Our third Renaissance cryptographer was Blaise de Vigenère (1523–1596) a French, diplomat, cryptographer, translator, and alchemist.

Blaise de Vigenère Source: Wikimedia Commons

Although, he created a polyalphabetic cipher, the one that bears his name was actually first described by Giovan Battista Bellaso (1505–?) an Italian cryptographer in his La Cifra del Sig. Giovan Battista Belaso published in 1553. Bellaso went on to publish a second book, Novi et singolari modi di cifrare, in 1555 and a third one Il vero modo di scrivere in cifra, in 1565. Vigenère published his polyalphabetic cipher, first in 1586, in his Traicté des Chiffres ou Secrètes Manières d’Escrire. 1586. Both men’s ciphers were based on a so-called auto key but differed in detail. 

Source: Wikimedia Commons

An autokey cipher (also known as the autoclave cipher) is a cipher that incorporates the message (the plaintext) into the key. The key is generated from the message in some automated fashion, sometimes by selecting certain letters from the text or, more commonly, by adding a short primer key to the front of the message. (Def. Wikipedia). 

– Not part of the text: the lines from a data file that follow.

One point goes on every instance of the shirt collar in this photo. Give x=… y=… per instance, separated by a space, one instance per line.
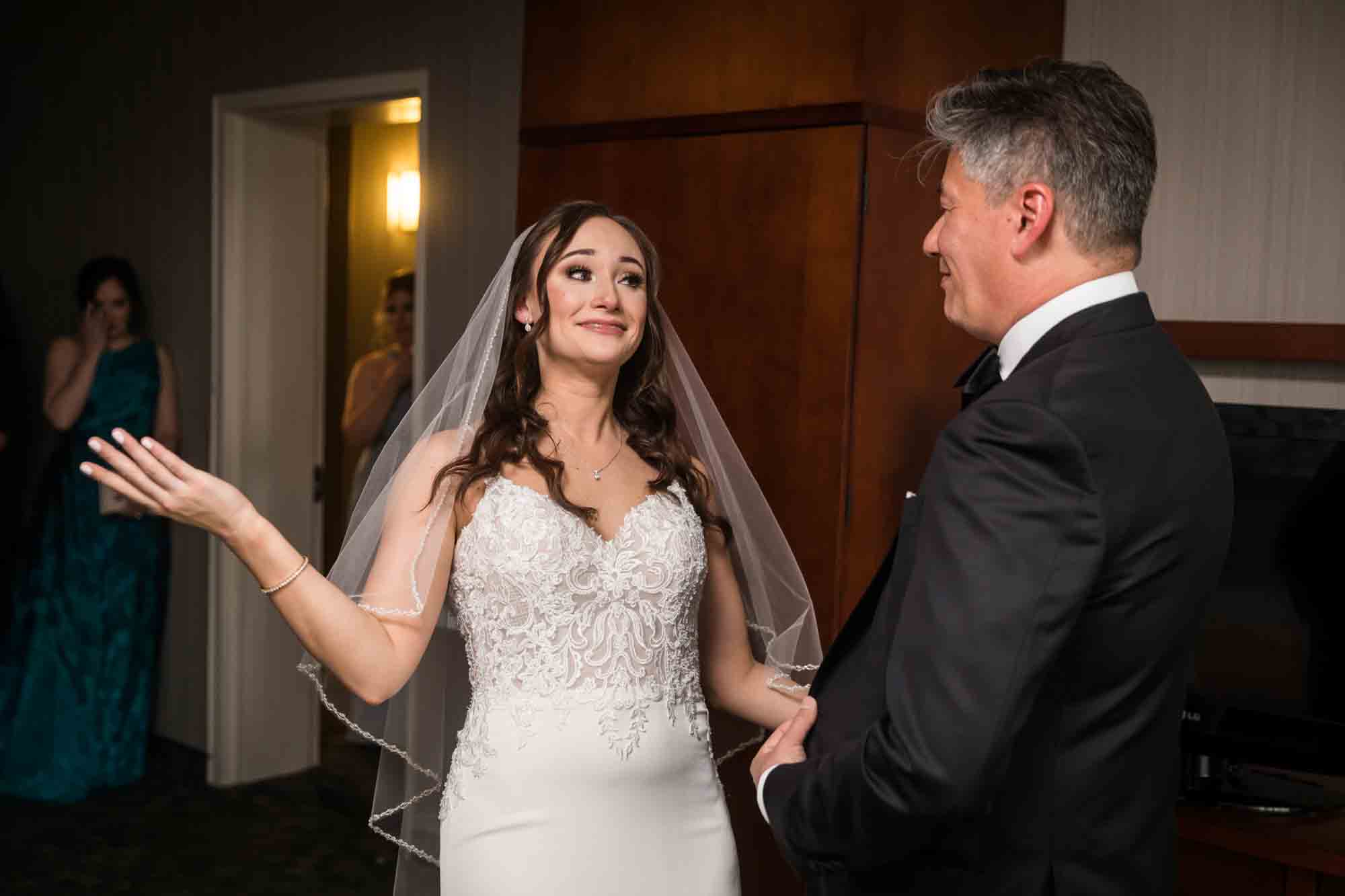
x=1034 y=326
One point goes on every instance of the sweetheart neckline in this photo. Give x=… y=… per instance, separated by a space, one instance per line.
x=609 y=542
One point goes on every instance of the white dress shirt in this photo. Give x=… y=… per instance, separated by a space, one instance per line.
x=1015 y=348
x=1038 y=323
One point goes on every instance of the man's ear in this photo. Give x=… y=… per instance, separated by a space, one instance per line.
x=1034 y=206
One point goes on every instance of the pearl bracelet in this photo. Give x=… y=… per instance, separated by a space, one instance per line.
x=289 y=579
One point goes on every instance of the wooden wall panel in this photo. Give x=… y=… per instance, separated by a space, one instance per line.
x=759 y=240
x=623 y=61
x=911 y=50
x=615 y=60
x=906 y=360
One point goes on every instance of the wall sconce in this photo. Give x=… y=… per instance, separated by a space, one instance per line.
x=403 y=201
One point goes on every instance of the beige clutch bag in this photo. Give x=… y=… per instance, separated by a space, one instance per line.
x=112 y=502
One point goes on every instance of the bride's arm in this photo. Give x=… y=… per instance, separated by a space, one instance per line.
x=731 y=676
x=373 y=655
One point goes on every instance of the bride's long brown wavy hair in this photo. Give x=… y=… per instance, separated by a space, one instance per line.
x=512 y=428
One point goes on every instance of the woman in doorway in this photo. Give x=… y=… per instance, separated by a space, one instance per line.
x=614 y=568
x=79 y=669
x=380 y=388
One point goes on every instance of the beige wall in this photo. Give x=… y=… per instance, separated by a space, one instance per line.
x=108 y=150
x=1249 y=213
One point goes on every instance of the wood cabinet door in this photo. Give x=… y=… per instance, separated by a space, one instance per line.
x=906 y=360
x=759 y=239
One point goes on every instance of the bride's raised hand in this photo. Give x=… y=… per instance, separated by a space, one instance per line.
x=169 y=486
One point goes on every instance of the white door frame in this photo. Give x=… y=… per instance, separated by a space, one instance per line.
x=225 y=576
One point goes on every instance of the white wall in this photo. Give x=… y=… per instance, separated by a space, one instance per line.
x=1249 y=213
x=108 y=150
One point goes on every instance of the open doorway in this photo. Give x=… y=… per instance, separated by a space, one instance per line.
x=305 y=239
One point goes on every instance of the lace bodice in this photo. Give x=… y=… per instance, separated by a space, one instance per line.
x=555 y=615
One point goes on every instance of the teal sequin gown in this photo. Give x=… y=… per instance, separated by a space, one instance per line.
x=79 y=666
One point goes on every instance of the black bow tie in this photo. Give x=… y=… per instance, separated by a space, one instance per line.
x=981 y=377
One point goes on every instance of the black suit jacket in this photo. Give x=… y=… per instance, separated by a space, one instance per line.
x=1000 y=715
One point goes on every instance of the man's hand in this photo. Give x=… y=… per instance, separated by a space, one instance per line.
x=785 y=745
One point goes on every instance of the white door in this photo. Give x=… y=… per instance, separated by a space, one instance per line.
x=271 y=251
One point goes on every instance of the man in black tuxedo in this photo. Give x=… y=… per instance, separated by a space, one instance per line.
x=1000 y=715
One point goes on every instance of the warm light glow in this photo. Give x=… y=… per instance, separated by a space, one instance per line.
x=403 y=201
x=404 y=111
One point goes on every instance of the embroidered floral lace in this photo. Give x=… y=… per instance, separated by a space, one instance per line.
x=555 y=616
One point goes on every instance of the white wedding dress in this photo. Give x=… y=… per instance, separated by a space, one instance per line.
x=584 y=766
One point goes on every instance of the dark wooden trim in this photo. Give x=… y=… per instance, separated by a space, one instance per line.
x=1214 y=341
x=1270 y=838
x=793 y=118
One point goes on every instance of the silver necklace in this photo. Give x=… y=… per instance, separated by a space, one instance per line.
x=598 y=471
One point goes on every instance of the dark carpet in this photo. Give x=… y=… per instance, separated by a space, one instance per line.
x=171 y=833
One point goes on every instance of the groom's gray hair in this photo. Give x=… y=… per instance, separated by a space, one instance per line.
x=1078 y=128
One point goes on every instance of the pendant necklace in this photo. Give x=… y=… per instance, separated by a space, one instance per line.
x=598 y=471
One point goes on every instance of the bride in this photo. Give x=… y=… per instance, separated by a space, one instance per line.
x=610 y=567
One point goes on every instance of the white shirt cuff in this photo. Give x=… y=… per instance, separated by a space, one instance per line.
x=762 y=791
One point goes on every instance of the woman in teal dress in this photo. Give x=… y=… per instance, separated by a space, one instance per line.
x=79 y=667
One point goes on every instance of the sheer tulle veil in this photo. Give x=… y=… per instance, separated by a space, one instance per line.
x=418 y=727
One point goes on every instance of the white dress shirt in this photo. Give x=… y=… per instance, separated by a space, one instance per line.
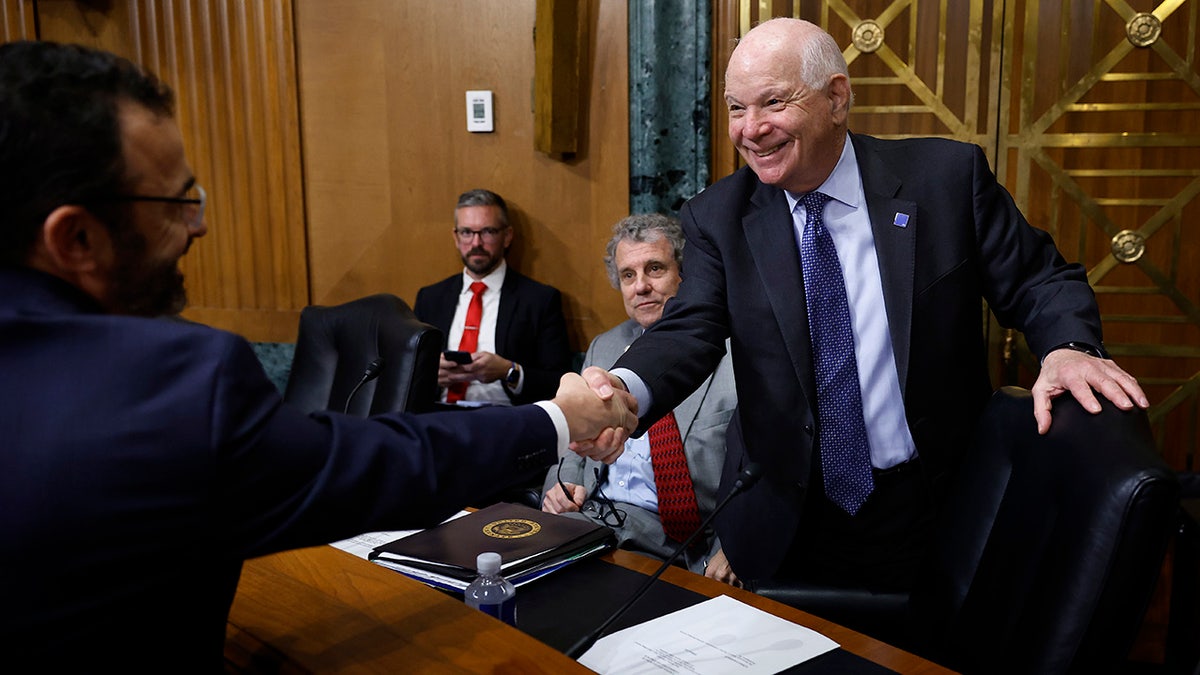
x=849 y=222
x=492 y=392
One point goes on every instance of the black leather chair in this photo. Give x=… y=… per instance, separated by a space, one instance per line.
x=337 y=344
x=1048 y=553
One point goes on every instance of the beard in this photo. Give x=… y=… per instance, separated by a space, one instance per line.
x=143 y=287
x=480 y=266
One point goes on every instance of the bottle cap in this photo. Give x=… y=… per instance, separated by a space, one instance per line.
x=487 y=562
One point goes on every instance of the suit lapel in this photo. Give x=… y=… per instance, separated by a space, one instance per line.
x=894 y=248
x=769 y=231
x=447 y=305
x=507 y=310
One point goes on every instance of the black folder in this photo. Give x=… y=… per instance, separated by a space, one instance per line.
x=532 y=543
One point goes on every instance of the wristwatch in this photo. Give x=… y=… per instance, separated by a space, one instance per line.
x=514 y=377
x=1091 y=350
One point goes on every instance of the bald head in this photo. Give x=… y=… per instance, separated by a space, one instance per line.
x=789 y=100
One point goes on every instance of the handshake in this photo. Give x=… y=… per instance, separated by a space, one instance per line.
x=600 y=413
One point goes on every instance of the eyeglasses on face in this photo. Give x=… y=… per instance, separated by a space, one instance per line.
x=192 y=203
x=489 y=234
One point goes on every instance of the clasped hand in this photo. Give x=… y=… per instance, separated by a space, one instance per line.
x=599 y=420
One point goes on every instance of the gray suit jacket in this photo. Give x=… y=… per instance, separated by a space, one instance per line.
x=702 y=418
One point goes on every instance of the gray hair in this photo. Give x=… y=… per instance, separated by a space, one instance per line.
x=480 y=197
x=643 y=227
x=821 y=59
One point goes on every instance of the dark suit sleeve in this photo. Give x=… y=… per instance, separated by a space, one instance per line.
x=286 y=479
x=1026 y=281
x=544 y=351
x=429 y=309
x=676 y=354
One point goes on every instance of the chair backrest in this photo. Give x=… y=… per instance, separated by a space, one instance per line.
x=336 y=344
x=1051 y=544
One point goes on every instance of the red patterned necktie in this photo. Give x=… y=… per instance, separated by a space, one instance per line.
x=677 y=499
x=469 y=341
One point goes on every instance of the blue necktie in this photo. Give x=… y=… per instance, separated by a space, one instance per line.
x=841 y=432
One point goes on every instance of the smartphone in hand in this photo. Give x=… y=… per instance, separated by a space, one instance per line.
x=460 y=358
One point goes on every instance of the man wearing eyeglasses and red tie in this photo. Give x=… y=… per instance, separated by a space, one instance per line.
x=505 y=333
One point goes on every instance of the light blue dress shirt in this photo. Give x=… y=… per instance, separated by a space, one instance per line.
x=849 y=222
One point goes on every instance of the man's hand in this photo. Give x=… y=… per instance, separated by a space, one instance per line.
x=1083 y=375
x=591 y=417
x=718 y=567
x=484 y=366
x=606 y=386
x=557 y=501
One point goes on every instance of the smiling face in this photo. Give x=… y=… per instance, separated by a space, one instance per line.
x=145 y=276
x=648 y=276
x=790 y=133
x=481 y=254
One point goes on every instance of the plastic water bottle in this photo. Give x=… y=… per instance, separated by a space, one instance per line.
x=490 y=592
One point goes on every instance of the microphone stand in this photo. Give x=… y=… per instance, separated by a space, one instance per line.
x=372 y=371
x=749 y=476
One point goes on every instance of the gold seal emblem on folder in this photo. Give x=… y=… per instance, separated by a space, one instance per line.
x=511 y=529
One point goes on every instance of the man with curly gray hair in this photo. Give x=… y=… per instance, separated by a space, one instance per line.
x=664 y=484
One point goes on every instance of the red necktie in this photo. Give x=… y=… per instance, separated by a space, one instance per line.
x=677 y=499
x=469 y=341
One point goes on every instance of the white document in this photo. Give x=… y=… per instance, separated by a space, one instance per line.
x=365 y=543
x=715 y=637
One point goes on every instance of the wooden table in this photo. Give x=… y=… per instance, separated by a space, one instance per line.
x=324 y=610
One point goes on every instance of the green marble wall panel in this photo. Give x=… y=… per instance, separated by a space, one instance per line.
x=670 y=52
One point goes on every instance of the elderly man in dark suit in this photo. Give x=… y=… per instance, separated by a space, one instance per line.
x=636 y=495
x=511 y=326
x=849 y=273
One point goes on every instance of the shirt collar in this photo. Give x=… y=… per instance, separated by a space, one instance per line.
x=841 y=184
x=495 y=279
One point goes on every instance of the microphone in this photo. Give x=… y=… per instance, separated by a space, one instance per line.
x=748 y=477
x=372 y=371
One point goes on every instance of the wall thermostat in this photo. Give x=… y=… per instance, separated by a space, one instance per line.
x=479 y=111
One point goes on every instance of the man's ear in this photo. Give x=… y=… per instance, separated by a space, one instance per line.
x=75 y=242
x=839 y=97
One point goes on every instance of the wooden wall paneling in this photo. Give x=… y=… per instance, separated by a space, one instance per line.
x=559 y=43
x=232 y=66
x=387 y=148
x=18 y=21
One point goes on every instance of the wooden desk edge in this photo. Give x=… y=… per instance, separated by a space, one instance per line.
x=313 y=610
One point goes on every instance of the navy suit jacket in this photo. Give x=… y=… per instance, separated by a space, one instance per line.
x=965 y=239
x=531 y=328
x=144 y=459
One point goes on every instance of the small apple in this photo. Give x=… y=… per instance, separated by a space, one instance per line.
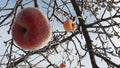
x=70 y=25
x=62 y=65
x=31 y=29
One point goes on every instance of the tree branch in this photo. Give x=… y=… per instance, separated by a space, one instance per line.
x=86 y=35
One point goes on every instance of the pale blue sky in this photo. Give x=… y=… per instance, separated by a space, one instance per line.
x=5 y=36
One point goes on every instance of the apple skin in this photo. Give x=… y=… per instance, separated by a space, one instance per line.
x=31 y=29
x=69 y=25
x=62 y=65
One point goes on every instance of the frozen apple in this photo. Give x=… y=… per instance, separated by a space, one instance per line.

The Vigenère cipher was thought to be unbreakable and in fact Charles Lutwidge Dodgson (better known as Lewis Carroll), a very competent logician, said that it was unbreakable in 1868, unaware that Charles Babbage had already broken it earlier but had not published his results. The first to publish a general system to solve polyalphabetic ciphers, including the Vigenère cipher, was the German soldier, cryptographer, and archaeologist, Friedrich Wilhelm Kasiski (1805–1881) in his Die Geheimschriften und die Dechiffrir-Kunst (Secret Writing and the Art of Deciphering) in 1863, a publication that, at the time, went largely unnoticed. It was first in the nineteenth century that the art of cryptography evolved past the innovations of the Renaissance cryptographers, Alberti, Trithemius, Vigenère, and Bellaso.